OCD Awareness Week: an interview with Dr. Elizabeth McIngvale

Dr. Elizabeth McIngvale is the founder of the Peace of Mind Foundation, which is a non-profit organization dedicated to improving the quality of life for people suffering from OCD. She was the first ever national spokesperson for the International Obsessive Compulsive Foundation – where she is now a member of the board of directors – and she regularly engages in advocacy, clinical work, research and teaching related to OCD, anxiety disorders and the mental health stigma.

We sat down with Dr. McIngvale on Day 5 of OCD Awareness Week to talk about why this is an important week and how you can find OCD treatment and community. 

Why is it important to spread awareness about OCD and what do you want people to know about it?

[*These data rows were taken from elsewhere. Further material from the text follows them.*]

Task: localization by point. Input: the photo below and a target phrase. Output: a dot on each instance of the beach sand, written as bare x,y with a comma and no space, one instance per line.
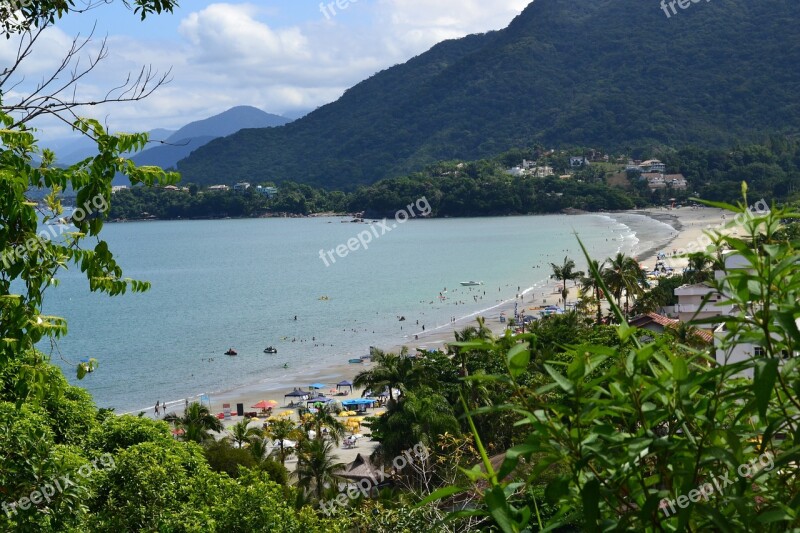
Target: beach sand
689,225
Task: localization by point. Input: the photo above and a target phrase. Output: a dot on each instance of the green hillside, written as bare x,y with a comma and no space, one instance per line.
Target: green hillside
611,74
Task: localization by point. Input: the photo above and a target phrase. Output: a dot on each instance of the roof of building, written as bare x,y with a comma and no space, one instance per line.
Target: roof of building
360,468
666,322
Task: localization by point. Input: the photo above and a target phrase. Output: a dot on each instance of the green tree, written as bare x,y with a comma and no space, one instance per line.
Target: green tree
280,431
324,418
316,466
623,275
563,273
241,433
589,284
197,423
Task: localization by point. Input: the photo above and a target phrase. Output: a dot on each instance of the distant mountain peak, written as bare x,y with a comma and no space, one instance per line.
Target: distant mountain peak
613,74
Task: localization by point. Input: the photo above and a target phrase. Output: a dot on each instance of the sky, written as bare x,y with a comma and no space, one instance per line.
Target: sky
284,56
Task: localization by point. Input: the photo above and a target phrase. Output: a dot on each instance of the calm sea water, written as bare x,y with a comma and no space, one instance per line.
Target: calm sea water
240,283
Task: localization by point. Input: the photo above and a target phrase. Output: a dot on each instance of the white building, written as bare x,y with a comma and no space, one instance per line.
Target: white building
653,165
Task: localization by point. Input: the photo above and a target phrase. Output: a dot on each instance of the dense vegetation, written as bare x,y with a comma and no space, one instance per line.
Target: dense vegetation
614,75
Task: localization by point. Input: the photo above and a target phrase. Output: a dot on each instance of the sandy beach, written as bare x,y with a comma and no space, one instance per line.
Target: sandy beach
688,223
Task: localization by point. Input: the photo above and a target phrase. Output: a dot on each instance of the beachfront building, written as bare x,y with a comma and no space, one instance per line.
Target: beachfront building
653,165
690,304
659,324
675,181
269,192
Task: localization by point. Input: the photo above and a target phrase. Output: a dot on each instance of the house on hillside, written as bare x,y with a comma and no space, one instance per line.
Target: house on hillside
659,324
690,303
269,192
655,180
675,181
653,165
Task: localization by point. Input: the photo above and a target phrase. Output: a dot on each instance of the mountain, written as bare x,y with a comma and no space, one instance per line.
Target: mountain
611,74
73,149
228,122
181,143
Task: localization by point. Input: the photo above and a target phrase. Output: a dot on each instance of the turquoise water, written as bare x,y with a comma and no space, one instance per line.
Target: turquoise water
240,283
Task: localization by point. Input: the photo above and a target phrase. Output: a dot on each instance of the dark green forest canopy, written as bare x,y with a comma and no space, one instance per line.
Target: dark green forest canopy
484,188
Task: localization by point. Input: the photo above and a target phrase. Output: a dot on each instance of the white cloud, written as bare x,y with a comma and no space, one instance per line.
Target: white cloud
230,54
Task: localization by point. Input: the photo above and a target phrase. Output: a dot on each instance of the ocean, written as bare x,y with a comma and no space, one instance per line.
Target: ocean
252,283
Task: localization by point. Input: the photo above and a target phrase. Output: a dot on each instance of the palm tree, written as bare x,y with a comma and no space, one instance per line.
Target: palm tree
624,275
197,423
279,431
316,466
590,284
324,417
393,372
565,272
258,448
470,333
241,434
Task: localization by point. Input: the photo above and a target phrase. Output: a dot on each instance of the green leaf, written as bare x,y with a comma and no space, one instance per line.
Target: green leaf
440,494
563,382
590,495
518,358
766,372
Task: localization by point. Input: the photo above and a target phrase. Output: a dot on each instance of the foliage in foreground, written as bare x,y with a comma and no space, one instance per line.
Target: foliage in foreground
661,441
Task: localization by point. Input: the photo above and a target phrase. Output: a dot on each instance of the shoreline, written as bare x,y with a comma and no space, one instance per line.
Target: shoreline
688,224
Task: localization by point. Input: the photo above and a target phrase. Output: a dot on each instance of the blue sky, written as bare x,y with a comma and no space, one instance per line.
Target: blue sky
281,56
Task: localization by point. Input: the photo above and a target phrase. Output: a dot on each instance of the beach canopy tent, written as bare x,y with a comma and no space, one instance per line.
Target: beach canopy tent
297,393
320,399
359,402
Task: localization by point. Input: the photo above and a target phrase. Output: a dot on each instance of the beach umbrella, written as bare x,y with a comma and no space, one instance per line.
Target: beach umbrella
265,404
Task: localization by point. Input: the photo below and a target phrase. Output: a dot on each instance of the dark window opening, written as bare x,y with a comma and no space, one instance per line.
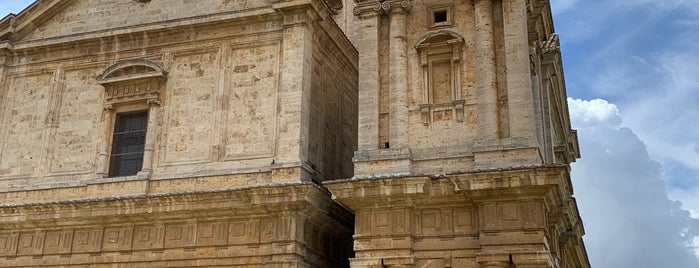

OCD, like any mental health condition, is a hidden and silent illness. Many people can be suffering without anyone even knowing because it’s just not visible. It’s important that people acknowledge it as an illness and as something that’s real and disabling. A lot of people don’t understand the severity of it.

We’re slowly getting better as a culture about recognizing and treating mental health conditions – but it’s a space that has historically had a stigma and a lot of misunderstanding. Do you think OCD specifically is often misunderstood?

Absolutely – the slogan we love is “OCD is not an adjective.” It’s a perfect statement because so many people refer to OCD incorrectly – they might say, “you should see my coworker’s desk, she’s so OCD.” 

But OCD is not just these simple personality characteristics and it doesn’t refer to someone who is a “neat freak” or likes to have things a certain way. It’s a disabling, chronic mental illness – it’s actually one of the top 10 reasons why people file for disability in the U.S.

OCD specifically is one of the top 10 reasons, not just mental health conditions?

Yes – OCD affects 3% of the worldwide population, which makes it one of the most prevalent chronic mental health conditions. That’s more prevalent than bipolar disorder or schizophrenia, for example.

How can someone know if they might have OCD or could benefit from treatment?

There’s no handbook for it, and it can be subjective. But ask yourself if any characteristics, rituals or behaviors are interfering with your ability to function or causing distress or depression. 

There’s no such thing as getting treatment too soon. My view is, why wait? It’s better to get your symptoms addressed as soon as possible instead of waiting until they are really interfering with your life to address them.

If someone has decided to seek treatment for OCD, what can they expect? 

Treatment for OCD is exposure with response prevention, which is a specific form of cognitive behavioral therapy (CBT). It’s basically exactly what it sounds like – you slowly and systematically expose individuals to the things they’re afraid of – to their perceived fears or the things that cause them anxiety – and teach them how to manage it and lean into it without ritualizing. 

You’ve said before how important it was for you to meet other people who were also struggling with OCD – how can people find those communities?

You can go to PeaceOfMind.com and learn more about ways you can join our community – we offer online and in-person support groups. You can also visit the International OCD Foundation website, which offers so many ways to connect with other people, including a yearly conference. 

Is there anything else you want people to know about OCD?

The most important thing is just knowing that treatment works and that there is effective care for people with OCD. So many of us are afraid to talk about it because we don’t know what people are going to think – but the reality is that OCD is a prevalent illness and treatment really can help.